Usually, Vinyl Reports features are massive extravaganzas with records new and old, detailing vinyl pressings of things mostly not previously reviewed here. This segment, however, only updates my thoughts on previously (digitally) reviewed new albums and their physical editions’ quality.

Yung Lean - Starz

YEAR0001 YR0103LPX limited edition glow-in-the-dark 2x180g 45rpm LP (+ YR0103CD limited edition CD)

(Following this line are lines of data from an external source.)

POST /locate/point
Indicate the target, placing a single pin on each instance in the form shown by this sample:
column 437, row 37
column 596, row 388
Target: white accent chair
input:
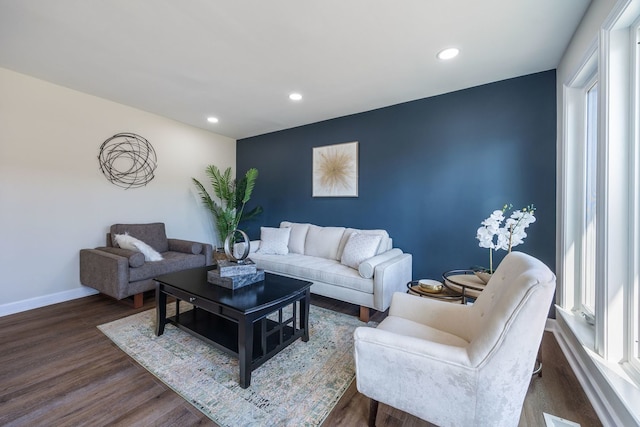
column 459, row 365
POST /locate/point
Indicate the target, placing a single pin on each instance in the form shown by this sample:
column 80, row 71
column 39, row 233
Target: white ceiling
column 239, row 60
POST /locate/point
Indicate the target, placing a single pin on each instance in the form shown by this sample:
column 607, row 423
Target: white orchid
column 511, row 234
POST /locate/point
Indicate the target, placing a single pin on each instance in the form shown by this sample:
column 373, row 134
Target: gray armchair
column 122, row 273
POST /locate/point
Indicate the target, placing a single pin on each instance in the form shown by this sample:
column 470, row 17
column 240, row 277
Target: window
column 588, row 276
column 634, row 325
column 598, row 265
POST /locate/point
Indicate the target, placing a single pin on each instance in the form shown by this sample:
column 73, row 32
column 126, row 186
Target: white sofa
column 357, row 266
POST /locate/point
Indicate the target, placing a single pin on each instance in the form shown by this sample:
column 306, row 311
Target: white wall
column 54, row 199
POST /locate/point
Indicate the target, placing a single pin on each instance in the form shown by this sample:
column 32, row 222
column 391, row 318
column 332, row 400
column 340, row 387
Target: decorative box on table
column 233, row 275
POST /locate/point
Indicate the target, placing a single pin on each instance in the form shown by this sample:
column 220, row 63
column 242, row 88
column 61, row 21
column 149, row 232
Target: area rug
column 297, row 387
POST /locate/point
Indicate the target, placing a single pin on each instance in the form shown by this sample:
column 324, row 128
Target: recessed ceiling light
column 448, row 53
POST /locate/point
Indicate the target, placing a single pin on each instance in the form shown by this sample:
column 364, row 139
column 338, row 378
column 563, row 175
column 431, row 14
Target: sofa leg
column 373, row 412
column 138, row 300
column 364, row 313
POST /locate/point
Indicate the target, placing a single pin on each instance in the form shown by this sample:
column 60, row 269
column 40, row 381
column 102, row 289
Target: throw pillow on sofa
column 125, row 241
column 274, row 241
column 360, row 247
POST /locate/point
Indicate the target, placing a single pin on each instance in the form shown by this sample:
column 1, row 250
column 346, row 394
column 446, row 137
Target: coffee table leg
column 304, row 315
column 161, row 310
column 245, row 351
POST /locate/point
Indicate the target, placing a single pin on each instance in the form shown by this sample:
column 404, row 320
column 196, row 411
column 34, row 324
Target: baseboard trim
column 602, row 395
column 44, row 300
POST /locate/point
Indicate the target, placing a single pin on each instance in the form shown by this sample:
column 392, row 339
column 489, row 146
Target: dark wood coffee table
column 235, row 321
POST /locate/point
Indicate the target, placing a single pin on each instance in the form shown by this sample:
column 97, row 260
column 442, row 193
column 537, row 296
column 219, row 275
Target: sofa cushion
column 152, row 234
column 297, row 237
column 126, row 241
column 323, row 242
column 385, row 242
column 314, row 269
column 359, row 248
column 274, row 241
column 368, row 267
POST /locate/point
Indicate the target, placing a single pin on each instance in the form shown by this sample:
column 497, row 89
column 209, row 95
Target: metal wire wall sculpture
column 127, row 160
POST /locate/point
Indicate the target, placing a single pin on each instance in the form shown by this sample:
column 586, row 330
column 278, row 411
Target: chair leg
column 373, row 412
column 364, row 313
column 138, row 300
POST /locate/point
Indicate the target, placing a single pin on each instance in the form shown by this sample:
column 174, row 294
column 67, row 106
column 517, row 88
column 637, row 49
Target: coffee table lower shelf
column 269, row 336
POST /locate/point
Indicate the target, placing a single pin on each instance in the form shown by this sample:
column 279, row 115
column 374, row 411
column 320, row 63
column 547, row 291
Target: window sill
column 614, row 394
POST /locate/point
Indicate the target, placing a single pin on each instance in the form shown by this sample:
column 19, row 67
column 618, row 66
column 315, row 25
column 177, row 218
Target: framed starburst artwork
column 335, row 170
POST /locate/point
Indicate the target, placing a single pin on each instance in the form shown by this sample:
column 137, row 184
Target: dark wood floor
column 58, row 369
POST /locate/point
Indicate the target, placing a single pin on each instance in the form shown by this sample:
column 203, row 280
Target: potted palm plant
column 232, row 196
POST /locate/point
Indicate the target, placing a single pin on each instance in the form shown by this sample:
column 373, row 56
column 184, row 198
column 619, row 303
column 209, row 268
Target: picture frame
column 335, row 170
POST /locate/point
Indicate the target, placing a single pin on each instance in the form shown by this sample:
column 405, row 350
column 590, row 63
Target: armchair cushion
column 153, row 234
column 482, row 354
column 136, row 258
column 129, row 242
column 185, row 246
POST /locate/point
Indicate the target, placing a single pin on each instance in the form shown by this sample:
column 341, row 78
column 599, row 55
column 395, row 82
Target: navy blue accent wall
column 429, row 171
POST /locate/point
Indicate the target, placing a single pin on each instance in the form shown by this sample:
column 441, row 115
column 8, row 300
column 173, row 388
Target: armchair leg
column 373, row 412
column 138, row 300
column 364, row 313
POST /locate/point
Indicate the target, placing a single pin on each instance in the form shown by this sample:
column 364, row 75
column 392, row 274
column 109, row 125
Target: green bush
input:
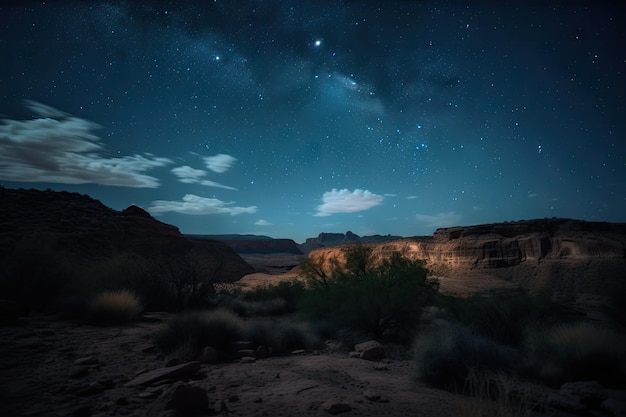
column 112, row 307
column 282, row 336
column 576, row 352
column 193, row 330
column 370, row 297
column 444, row 357
column 503, row 316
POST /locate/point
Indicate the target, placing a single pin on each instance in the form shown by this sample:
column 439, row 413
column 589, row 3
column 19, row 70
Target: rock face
column 562, row 254
column 262, row 246
column 79, row 229
column 337, row 239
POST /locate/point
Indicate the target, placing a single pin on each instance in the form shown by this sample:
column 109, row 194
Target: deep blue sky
column 291, row 118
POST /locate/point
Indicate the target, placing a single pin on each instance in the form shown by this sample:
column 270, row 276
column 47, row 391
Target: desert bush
column 290, row 292
column 498, row 395
column 576, row 352
column 112, row 307
column 444, row 356
column 372, row 297
column 283, row 336
column 193, row 330
column 503, row 316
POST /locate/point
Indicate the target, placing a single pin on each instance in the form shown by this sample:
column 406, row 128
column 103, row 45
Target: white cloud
column 219, row 163
column 189, row 175
column 346, row 201
column 196, row 205
column 439, row 220
column 57, row 147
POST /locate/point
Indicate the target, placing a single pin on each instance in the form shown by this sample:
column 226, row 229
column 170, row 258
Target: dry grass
column 498, row 395
column 115, row 307
column 577, row 352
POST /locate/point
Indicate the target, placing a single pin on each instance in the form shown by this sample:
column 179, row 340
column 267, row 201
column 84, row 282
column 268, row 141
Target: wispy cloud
column 439, row 220
column 189, row 175
column 196, row 205
column 220, row 163
column 346, row 201
column 56, row 147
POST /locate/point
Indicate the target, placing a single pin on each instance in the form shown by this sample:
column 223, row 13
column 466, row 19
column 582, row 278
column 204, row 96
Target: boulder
column 370, row 351
column 179, row 371
column 186, row 399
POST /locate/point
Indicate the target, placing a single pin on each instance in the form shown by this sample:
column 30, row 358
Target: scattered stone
column 175, row 372
column 614, row 407
column 9, row 312
column 262, row 352
column 241, row 344
column 565, row 403
column 88, row 360
column 589, row 393
column 336, row 407
column 246, row 352
column 77, row 371
column 184, row 398
column 208, row 355
column 370, row 351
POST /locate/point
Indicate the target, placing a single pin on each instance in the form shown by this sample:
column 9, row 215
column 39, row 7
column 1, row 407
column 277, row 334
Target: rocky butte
column 563, row 256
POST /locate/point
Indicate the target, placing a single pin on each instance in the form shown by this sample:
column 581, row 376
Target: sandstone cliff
column 562, row 255
column 84, row 230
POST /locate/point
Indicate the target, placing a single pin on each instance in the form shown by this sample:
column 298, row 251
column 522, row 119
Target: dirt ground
column 41, row 375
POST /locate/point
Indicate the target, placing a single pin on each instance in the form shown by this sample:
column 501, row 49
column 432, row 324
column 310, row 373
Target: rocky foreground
column 50, row 367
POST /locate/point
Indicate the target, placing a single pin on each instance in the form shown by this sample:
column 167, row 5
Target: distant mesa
column 85, row 230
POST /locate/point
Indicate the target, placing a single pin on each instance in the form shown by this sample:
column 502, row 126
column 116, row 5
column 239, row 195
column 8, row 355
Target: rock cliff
column 563, row 255
column 82, row 229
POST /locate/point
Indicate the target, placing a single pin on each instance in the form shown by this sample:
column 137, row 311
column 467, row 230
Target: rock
column 208, row 355
column 242, row 353
column 9, row 312
column 262, row 352
column 77, row 371
column 179, row 371
column 589, row 393
column 335, row 407
column 241, row 344
column 614, row 407
column 370, row 351
column 568, row 404
column 184, row 398
column 88, row 360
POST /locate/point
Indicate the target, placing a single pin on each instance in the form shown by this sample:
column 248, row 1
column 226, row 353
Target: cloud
column 346, row 201
column 219, row 163
column 196, row 205
column 439, row 220
column 189, row 175
column 56, row 147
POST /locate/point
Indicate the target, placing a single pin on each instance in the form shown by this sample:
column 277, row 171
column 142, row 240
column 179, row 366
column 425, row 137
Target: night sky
column 288, row 118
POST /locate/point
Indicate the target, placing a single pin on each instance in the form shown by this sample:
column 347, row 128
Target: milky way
column 290, row 118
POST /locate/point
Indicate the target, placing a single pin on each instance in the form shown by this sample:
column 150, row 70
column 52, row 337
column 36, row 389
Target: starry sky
column 288, row 118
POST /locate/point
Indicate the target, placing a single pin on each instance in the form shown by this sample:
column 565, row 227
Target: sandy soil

Produced by: Whitearmor (executive) and Yung Sherman
Engineered by: Unknown
Mixed by: Pelle Gunnerfeldt
Mastered by: Robin Schmidt at 24-96 Mastering (digital), Dave Turner at Curve Pusher (vinyl)

Music: 9
Sound: 7 (vinyl), 8 (CD)

Yung Lean in 2020, much like Lou Reed in the mid 70s, occupies a unique place in music culture. Seven years after Lean’s viral hit “Ginseng Strip 2002,” he’s already highly influential, adored by a relatively small but devoted following, and releases whatever the fuck he wants. Cloud rap is now the “underground” phenomenon, and most new artists owe their careers to Jonatan Leandoer. Aside from the obvious, I can’t name a more important current figure. Leandoer and the Sadboys crew in some aspects reinvented cloud rap, although they don’t trap themselves inside it; Lean and Gud have the excellent punk side project Död Mark (I highly recommend the limited vinyl-only Live In Stockholm album), and the former as Jonatan Leandoer96 has successfully experimented in hypnagogic pop and Daniel Johnston-inspired indie rock. Starz, the new Whitearmor- and Yung Sherman-produced Yung Lean album, is his best work to date. Whereas his previous height, 2016’s Warlord, was bombastic and cold, Starz retains the drugged-out vibe but in a warmer, more inviting tone. It emphasizes loneliness and the feeling of drug use and near-death experiences more than his earlier Yung Lean work. Whitearmor’s executive production is among his best full-length efforts, with ambient electronic instrumentals projecting Yung Lean even further into the future. Sure, there are a few filler tracks, but songs like “Boylife in EU” and “Acid at 7/11” are among the greatest of all time, so it’s barely worth mentioning. As mentioned in my original review, for anyone who remotely cares about music’s evolution, Starz is an essential record.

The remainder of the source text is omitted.